起先,这排便式的感觉并不舒服,晋彦咬紧牙关,只当这是一种怪异的惩罚。但不妙的是,随着藤蔓的进出,后穴产生了解释不清的愉悦的感觉。忍者的阴茎很快硬了,密密麻麻的藤蔓无处不在,仿佛鼓励性地爱抚囊袋。
束缚他的巨大植物仿佛对他的身体了如指掌,在晋彦快感达到了顶峰,挺着腰震颤着想要射出的瞬间,一根藤蔓顺着马眼不容置疑地顶了进去。尿道被摩擦的快感让他失去全身的控制,喉咙深处发出咕噜咕噜的声音,反复坏掉的机器。发情的狗或者濒死的鱼一样无意识地挺腰,抽搐着,想要射却不被允许。藤蔓甚至摸到了他的乳头。在这恐怖植物的照顾下,晋彦第一次产生了“希望那里被舔到”的念头,被堵住的嘴巴发出的声音从反抗过渡到了哀求。

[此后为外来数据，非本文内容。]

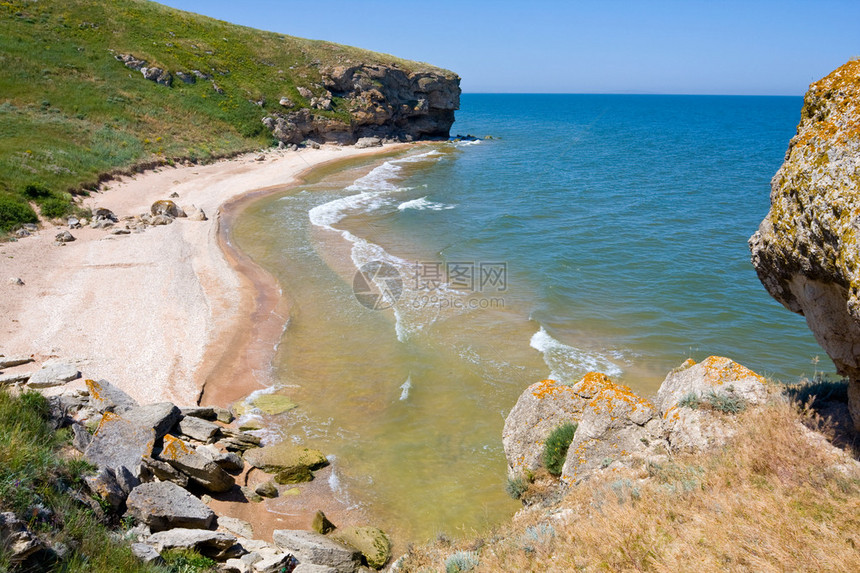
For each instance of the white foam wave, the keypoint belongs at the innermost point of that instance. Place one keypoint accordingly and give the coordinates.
(566, 363)
(423, 204)
(405, 388)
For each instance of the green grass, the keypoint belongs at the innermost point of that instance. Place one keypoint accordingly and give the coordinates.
(35, 484)
(725, 403)
(70, 112)
(555, 447)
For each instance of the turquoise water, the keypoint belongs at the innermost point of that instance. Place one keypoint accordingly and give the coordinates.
(617, 229)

忽然,所有树枝从口部和肛门一齐疯狂进攻。忍者无法闭上嘴巴,也更拒绝不了肛门抽插的藤蔓,两头夹击之下,甚至产生了被捅穿的幻觉。
这样真的会死掉的……
外面传来了脚步声。被干得哆哆嗦嗦的忍者恍惚间看到树藤外面的人影慢慢走近。
请让这一切停止……
他祈祷白石晓快点发现树藤掩盖下的自己。这时,操纵他的植物也知晓了猎物要被暴露,像巨蟒一样拖着他后撤。
转移的时候,后穴的树藤颠簸着碰到了不同的角度,某一个瞬间,晋彦脚趾蜷缩着流出了快感的泪水。

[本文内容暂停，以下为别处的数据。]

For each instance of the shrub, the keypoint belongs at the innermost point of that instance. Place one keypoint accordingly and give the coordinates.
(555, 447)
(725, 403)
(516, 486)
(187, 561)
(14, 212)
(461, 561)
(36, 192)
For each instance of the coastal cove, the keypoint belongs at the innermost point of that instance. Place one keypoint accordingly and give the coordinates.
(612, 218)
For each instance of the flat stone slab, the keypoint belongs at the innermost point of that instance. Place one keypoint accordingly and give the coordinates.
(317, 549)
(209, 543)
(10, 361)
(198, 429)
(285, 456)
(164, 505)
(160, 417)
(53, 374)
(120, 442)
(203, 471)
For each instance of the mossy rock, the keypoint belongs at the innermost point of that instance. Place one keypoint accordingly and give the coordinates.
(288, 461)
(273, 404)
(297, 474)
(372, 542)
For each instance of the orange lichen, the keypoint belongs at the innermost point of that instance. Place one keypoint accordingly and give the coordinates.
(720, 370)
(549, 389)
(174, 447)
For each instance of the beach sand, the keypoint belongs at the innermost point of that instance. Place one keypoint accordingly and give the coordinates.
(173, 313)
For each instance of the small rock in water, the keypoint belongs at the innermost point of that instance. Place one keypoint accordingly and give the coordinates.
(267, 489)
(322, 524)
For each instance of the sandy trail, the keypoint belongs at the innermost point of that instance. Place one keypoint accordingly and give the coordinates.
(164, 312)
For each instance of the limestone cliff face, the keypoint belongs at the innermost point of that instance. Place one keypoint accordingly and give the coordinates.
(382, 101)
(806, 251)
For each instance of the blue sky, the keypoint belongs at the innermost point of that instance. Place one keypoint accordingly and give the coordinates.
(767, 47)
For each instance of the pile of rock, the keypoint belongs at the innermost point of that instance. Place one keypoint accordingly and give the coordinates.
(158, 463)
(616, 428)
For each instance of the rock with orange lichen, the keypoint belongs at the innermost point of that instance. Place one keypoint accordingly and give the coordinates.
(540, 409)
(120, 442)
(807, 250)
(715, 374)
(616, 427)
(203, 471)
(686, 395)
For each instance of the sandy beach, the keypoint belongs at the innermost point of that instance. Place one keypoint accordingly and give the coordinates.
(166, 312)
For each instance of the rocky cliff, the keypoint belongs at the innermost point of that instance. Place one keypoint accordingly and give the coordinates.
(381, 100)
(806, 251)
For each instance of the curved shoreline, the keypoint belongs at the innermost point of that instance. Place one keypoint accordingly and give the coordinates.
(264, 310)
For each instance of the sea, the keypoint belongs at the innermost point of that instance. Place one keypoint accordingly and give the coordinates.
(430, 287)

植物对人类的生理构造有了新的发现。树藤放弃简单的抽插,向后穴里那个神奇的凸点进攻,尿道里的藤蔓也很快加入进去,对前列腺进行严厉的责罚。
晋彦的眼前闪过快感的白光,一切都停止,他失去自我,僵直着身体体验者至高快感在身体降临。
树藤退去的时候晋彦没有感觉到。等他回过神意识到阴茎得到了自由,已经无意识下射光了体内的液体,湿漉漉地躺在地上——躺在平坦粗糙的土地上。
白石晓的脚步靠近,她手里捧着巫术的古书,显然刚刚找到了对付霸占这个洞穴的植物的办法,用巫术驱逐了它。